塾・ネット・私学フェア・オープンキャンパス
より内容の濃い情報を求めて

── 受験情報はどこで集められたのですか。

 まずは塾でどんな学校に決めたかを聞いて、あとはネット。それと、大阪で大きな中学受験イベントが開かれてたので、それに参加して実際の現場の先生に話を聞きました。

 あの私学イベントは非常に助かりますね。ひとつに絞るのに悩んでいる時期に開いてくれるから、印象がわかりやすい。塾からも行くように勧められましたよ。それと、制服展示もいい。ただ、値段が書いてないのが気にかかるけど。

 値段表示は欲しいですね。男女問わず成長期だから、絶対に中学在学途中に作り直すだろうし、その分のお金を入学前に覚悟する意味でも教えてほしい。

 京都の同じようなイベントに去年行ったけど、制服展示がなかったと思う。参加してる学校の数も少なかったし。大阪くらいの規模でやって欲しい。まあ、オープンキャンパスでいろいろ見てきたけど。

 オープンキャンパスって、どんな服装で行けばいいのかわからなくて、ちゃんとした格好で行かせたら、泥んこで帰ってきた(笑)。

 え? クラブ体験があるとか、参加時のパンフレットか何かに書いてなかったの?

 書いてあったの。でも、あっちで着替えるのかなと思ってて、着替えとして持たせたら、そんな時間なくて、そのまま参加したみたい。

 そういう細かい情報って、どこにも載ってないよね。あちら(私学側)は毎年恒例の行事だろうけど、保護者にとっては一生に一度か二度でしょ。細部までせめてHPには載せて欲しいな。

── 最後になりますが、今後の私学への希望を一言ずつ聞かせてください。

 助成金カットとか、公立を重視とか政府から言われてるだろうけど、そんなことに負けずに、今まで通りの子どもを中心とした学校運営を続けて欲しいですね。

 学費が高いのは仕方ないことだと思ってます。でも、過度な装飾のロビーとか吹き抜けのテラスとか、別に必要ないと思うような校舎造りは再考していただきたい。

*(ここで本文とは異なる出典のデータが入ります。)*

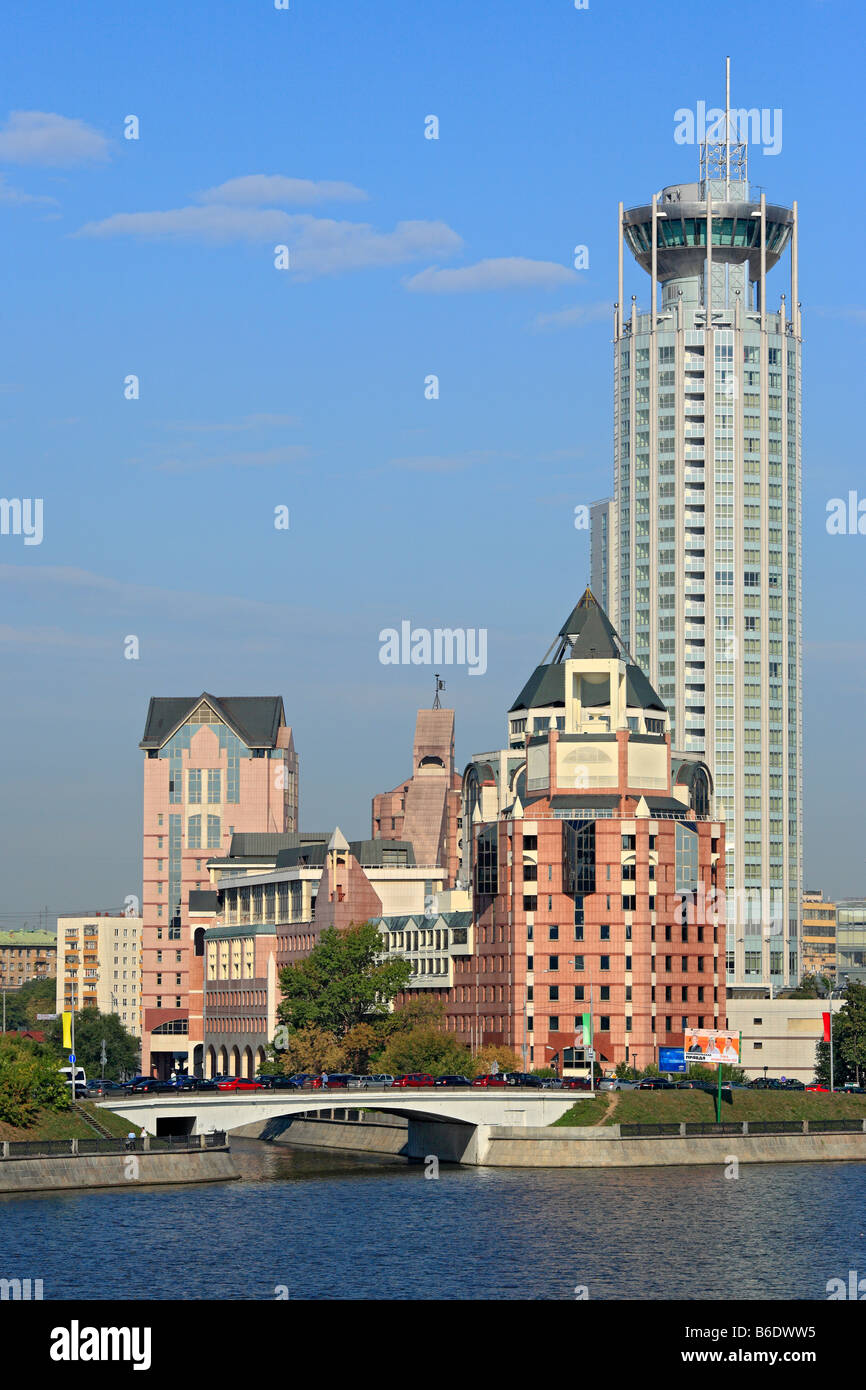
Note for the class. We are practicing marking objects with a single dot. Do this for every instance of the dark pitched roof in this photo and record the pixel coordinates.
(253, 717)
(202, 901)
(587, 633)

保護者たちも厳しい中から学費を捻出しているのであって、勝手にお金が湧き出る泉を持っているわけじゃないのだから。

 6年一貫制に限らず、コース編成では、最終的に何ができるのかをはっきりさせて欲しいですね。どのコースで学ぶと、最終的にどんな職業に就きやすいかを、オープンキャンパスに参加した小学生にも理解できるよう、丁寧な対応を望みます。

 最近多いようですが、安易に共学化はしないでいただきたいですね。同じ学校には異性がいなくても、同じ学区にはいるのだから、女子校は女子校、男子校は男子校の良い部分を引き伸ばしてもらうほうがいいと思います。

 今後公立の6年一貫校も増えてくるのでしょうが、それに負けないようにするのではなく、私学としての個性を残した授業をしてほしいですね。

 我が家は双子なんですが、兄弟での同時入学への助成制度が整っていけばいいなと思います。なかなかないんですよね。

 スクールバスの充実をお願いしたいですね。特に京都市から北方面では、公共交通機関がいきなり不便になるので…。

── 皆さんのご意見を塾ジャーナルで反映させていただきます。本日はありがとうございました。